I just think guns makes it too easy to kill.




			
				mudge said:
			
		

> As for hunting, as long as you are eating your kill I see nothing wrong with it. Trophy hunters on the other hand, fuck 'em.



I agree 100%

Trophy hunting is the worst form of animal cruelty.


----------



## section8 (Jan 14, 2007)

bio-chem said:


> remember how the brady bill did absolutely nothing against crime in its ten year trial period? and then how not a peep was made when it quietly expired?



This to me bring up another good point, why make more legislation concerning gun control?  WE NEED TO ENFORCE THE LAWS WE HAVE.


----------



## section8 (Jan 14, 2007)

Jamandell (d69) said:


> I'm completely against use of guns, and I'm glad here in the UK all handguns are banned.
> You keep hearing about all these kids killed in schools, and the only way to stop it in my opinion is to take away the guns from the public.
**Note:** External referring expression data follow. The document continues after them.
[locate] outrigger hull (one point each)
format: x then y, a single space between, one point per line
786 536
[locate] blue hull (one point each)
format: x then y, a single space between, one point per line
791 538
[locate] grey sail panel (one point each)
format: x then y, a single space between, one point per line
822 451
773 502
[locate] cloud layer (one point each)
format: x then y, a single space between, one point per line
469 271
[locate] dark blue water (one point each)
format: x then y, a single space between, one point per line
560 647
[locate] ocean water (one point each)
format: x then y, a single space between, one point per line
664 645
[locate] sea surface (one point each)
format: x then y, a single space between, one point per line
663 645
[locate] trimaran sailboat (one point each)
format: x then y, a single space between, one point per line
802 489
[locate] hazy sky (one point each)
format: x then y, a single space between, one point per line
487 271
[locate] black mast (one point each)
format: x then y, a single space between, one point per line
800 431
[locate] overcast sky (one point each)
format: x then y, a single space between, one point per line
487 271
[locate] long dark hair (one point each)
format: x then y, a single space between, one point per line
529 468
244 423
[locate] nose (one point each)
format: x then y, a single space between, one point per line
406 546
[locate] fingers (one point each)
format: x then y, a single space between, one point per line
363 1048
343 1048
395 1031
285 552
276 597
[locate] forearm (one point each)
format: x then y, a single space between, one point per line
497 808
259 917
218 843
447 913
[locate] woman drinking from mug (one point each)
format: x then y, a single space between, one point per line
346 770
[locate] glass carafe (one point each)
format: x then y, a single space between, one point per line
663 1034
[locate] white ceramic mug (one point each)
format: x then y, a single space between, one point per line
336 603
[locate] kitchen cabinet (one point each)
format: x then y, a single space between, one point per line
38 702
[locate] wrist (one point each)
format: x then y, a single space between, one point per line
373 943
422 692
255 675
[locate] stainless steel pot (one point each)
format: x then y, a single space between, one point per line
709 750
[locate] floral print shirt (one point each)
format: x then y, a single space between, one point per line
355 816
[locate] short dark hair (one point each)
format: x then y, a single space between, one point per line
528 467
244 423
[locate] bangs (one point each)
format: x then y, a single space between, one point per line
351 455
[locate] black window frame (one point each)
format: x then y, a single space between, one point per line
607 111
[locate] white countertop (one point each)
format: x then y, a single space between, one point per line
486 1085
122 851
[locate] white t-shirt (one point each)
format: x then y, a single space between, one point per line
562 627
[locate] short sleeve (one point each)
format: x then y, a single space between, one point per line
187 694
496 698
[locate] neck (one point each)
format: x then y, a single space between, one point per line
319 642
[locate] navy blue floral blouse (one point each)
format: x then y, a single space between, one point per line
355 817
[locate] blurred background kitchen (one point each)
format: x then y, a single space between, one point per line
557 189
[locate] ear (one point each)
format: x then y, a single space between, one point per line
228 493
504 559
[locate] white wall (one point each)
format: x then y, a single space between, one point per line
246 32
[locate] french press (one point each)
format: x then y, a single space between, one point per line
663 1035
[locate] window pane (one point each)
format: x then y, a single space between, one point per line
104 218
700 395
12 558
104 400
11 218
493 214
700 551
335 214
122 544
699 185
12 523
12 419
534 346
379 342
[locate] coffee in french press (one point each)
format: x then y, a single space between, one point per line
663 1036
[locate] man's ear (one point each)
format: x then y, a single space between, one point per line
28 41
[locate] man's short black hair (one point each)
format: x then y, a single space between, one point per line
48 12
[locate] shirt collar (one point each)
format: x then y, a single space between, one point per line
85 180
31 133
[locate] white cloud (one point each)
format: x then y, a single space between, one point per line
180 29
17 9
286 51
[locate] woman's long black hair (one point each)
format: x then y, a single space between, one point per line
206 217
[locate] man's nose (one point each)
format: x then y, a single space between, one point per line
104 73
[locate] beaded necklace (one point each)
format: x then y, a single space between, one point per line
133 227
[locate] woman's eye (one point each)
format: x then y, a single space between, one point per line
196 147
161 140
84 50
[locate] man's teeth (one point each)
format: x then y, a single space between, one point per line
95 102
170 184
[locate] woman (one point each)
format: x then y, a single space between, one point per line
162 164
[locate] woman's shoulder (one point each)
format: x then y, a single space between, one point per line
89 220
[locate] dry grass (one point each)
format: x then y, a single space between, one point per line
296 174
If you take away guns form the private citizen, does it take away guns from criminals?  No, criminal are just that, criminals, they do not abide by the law.  If a kid wants to blow away his class mates, there are other ways of doing that and if they want a pistol bad enough, do you think a criminal is going to have enough morals to not sell one to a teenager?  I mean c'mon what is next, do we ban fertilizer and keep the citizens from buying that so they can for example, fertilize their gardens and yards, b/c some teenager can learn how to make a bomb using the stuff on the internet?  Which brings up another point, we might as well ban the internet too.


----------



## Bakerboy (Jan 14, 2007)

I think hand guns should be restricked to hot women and children only. I'm okay with rifles for hunters who are going to feed their families with the meat, and are respectful, not wasteful- but not for crazy people like me.  Sadly, I can't be trusted.


----------



## Mudge (Jan 14, 2007)

viet_jon said:


> Say you come home to find a dude in bed with your wife. Your initial anger would justify the use of your gun to shoot him in the head. But if you had no gun, could the average guy really beat someone to death? After a two minute beating, your senses might come to you, and you might think of the consequences. But once you pull that split second trigger, it's too late.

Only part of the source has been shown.